Foi vetada pelos Estados Unidos (EUA), nesta terça-feira (20/2), uma resolução das Nações Unidas (ONU), proposta pelos países árabes, que exigia cessar-fogo humanitário imediato na guerra de Israel contra Hamas. Com o novo veto, este foi o terceiro voto contra do país a uma resolução do Conselho de Segurança da ONU que exigia um cessar-fogo.

O texto previa um “cessar-fogo humanitário imediato, a ser respeitado por todas as partes” e precisava de, pelo menos, nove votos e nenhum veto dos cinco membros permanentes: Estados Unidos, China, Rússia, França e Reino Unido, o que não aconteceu.
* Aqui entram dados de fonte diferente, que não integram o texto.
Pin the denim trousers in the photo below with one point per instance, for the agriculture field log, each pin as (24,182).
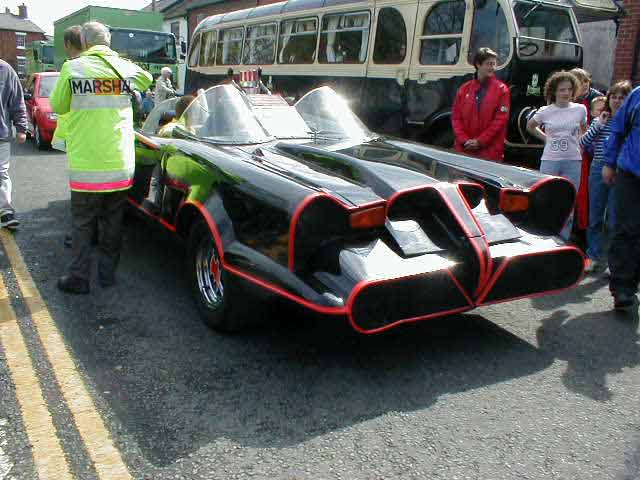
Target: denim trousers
(601,203)
(624,252)
(569,169)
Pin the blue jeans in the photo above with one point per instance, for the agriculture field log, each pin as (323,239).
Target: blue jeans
(569,169)
(600,201)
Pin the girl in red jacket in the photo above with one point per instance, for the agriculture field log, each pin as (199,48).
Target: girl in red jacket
(481,110)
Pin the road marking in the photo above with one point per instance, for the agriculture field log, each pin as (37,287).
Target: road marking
(105,456)
(48,456)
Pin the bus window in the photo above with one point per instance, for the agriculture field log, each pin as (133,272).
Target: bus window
(260,44)
(391,37)
(445,20)
(195,52)
(229,46)
(345,37)
(490,30)
(545,32)
(298,40)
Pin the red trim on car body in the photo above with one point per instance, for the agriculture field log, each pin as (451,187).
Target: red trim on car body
(504,265)
(293,224)
(160,220)
(366,283)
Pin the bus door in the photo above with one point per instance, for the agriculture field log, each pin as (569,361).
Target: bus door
(384,96)
(439,65)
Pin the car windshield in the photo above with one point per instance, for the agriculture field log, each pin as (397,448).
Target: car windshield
(47,83)
(545,31)
(327,114)
(222,115)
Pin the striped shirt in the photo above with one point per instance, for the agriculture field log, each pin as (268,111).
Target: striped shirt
(596,136)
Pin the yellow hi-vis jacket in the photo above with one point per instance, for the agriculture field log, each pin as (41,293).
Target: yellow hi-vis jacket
(98,119)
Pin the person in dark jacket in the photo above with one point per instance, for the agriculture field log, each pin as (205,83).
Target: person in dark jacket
(13,113)
(481,110)
(622,165)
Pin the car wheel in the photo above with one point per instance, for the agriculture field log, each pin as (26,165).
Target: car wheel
(216,292)
(38,139)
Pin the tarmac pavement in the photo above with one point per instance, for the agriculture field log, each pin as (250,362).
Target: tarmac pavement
(542,388)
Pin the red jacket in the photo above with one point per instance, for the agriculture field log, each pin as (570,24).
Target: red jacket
(488,124)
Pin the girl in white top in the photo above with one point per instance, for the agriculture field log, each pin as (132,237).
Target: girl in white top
(564,122)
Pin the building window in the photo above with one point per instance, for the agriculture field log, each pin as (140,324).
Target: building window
(175,29)
(21,64)
(21,39)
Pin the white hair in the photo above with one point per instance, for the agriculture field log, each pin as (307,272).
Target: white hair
(95,33)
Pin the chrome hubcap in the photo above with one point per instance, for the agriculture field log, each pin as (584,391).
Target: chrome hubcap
(209,274)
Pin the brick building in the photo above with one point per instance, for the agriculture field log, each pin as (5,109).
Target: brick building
(627,59)
(16,34)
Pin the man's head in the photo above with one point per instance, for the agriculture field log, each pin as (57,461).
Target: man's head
(95,33)
(72,41)
(485,60)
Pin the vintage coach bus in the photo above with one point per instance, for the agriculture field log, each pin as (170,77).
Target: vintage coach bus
(398,62)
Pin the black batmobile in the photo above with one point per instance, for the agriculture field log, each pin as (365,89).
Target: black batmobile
(305,203)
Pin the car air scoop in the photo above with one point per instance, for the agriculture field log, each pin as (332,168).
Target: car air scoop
(411,238)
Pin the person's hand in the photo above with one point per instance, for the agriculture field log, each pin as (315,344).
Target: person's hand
(471,144)
(608,175)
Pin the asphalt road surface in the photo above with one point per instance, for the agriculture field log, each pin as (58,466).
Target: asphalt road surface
(534,389)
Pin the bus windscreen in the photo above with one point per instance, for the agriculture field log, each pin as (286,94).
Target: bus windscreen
(147,47)
(545,32)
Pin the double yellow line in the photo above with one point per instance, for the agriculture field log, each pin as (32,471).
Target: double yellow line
(48,455)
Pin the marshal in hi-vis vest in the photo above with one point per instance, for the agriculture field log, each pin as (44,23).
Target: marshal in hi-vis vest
(98,119)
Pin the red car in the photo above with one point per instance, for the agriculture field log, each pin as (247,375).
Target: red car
(42,120)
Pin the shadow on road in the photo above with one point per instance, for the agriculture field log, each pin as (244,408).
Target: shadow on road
(593,345)
(580,294)
(176,386)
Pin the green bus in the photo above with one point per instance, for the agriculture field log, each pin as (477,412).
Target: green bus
(136,35)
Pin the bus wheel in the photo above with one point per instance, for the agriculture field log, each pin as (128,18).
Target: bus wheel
(443,139)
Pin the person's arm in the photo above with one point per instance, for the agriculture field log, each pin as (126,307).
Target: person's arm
(499,121)
(60,98)
(17,108)
(456,120)
(533,127)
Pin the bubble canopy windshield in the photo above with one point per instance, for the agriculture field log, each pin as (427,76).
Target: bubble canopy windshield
(224,115)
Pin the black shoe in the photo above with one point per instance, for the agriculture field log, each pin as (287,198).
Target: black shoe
(106,281)
(75,285)
(623,301)
(8,220)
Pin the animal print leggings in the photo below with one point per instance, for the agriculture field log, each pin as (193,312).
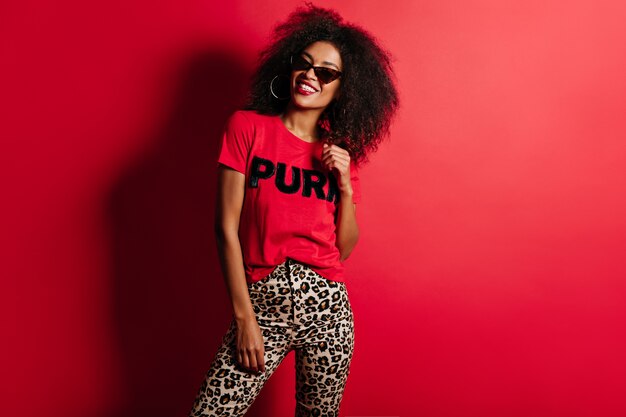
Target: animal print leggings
(296,309)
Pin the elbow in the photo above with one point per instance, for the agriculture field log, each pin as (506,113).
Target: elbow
(346,249)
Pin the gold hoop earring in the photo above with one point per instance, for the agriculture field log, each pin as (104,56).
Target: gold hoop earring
(272,89)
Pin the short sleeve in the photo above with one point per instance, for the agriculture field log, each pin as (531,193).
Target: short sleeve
(236,142)
(356,183)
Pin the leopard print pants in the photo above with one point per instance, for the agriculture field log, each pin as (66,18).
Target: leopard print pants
(297,309)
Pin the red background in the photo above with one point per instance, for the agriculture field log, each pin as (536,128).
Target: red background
(489,278)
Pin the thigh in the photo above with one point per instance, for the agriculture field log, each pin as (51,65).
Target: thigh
(229,389)
(325,352)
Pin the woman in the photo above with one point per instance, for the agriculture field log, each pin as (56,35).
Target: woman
(321,100)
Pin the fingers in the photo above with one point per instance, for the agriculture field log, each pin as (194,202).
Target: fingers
(250,349)
(335,157)
(252,359)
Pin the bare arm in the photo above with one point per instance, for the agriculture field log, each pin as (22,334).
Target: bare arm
(230,193)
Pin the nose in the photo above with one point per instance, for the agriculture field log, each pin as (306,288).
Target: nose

A resolução teve 13 votos a favor e 1 contra, com a abstenção do Reino Unido e veto dos EUA.

De acordo com a ONU, depois do veto dos Estados Unidos, nesta segunda-feira, a Assembleia Geral deve ter uma sessão especial de emergência para examinar o uso do veto por países que são membros permanentes do Conselho de Segurança.

Mais de 29 mil pessoas morreram em Gaza desde o início da guerra entre Israel e o movimento islamista palestino, segundo o Ministério da Saúde do Hamas.

Explicação dos EUA

De acordo com o jornal britânico The Guardian, a embaixadora Linda Thomas-Greenfield, afirmou que o cessar-fogo “poderia interferir nos esforços em curso dos EUA para chegar a um acordo entre as partes em conflito”. O jornal americano, The New York Times, teve acesso ao rascunho da resolução de cessar-fogo, que será proposta pelo país.

No texto, que ainda está nos estágios iniciais de negociações, há um alerta a Israel contra uma invasão por terra à cidade de Rafah, no sul de Gaza, onde milhões de palestinos se refugiam e ainda a apresenta a proposta de liberação de todos os reféns mantidos pelo Hamas.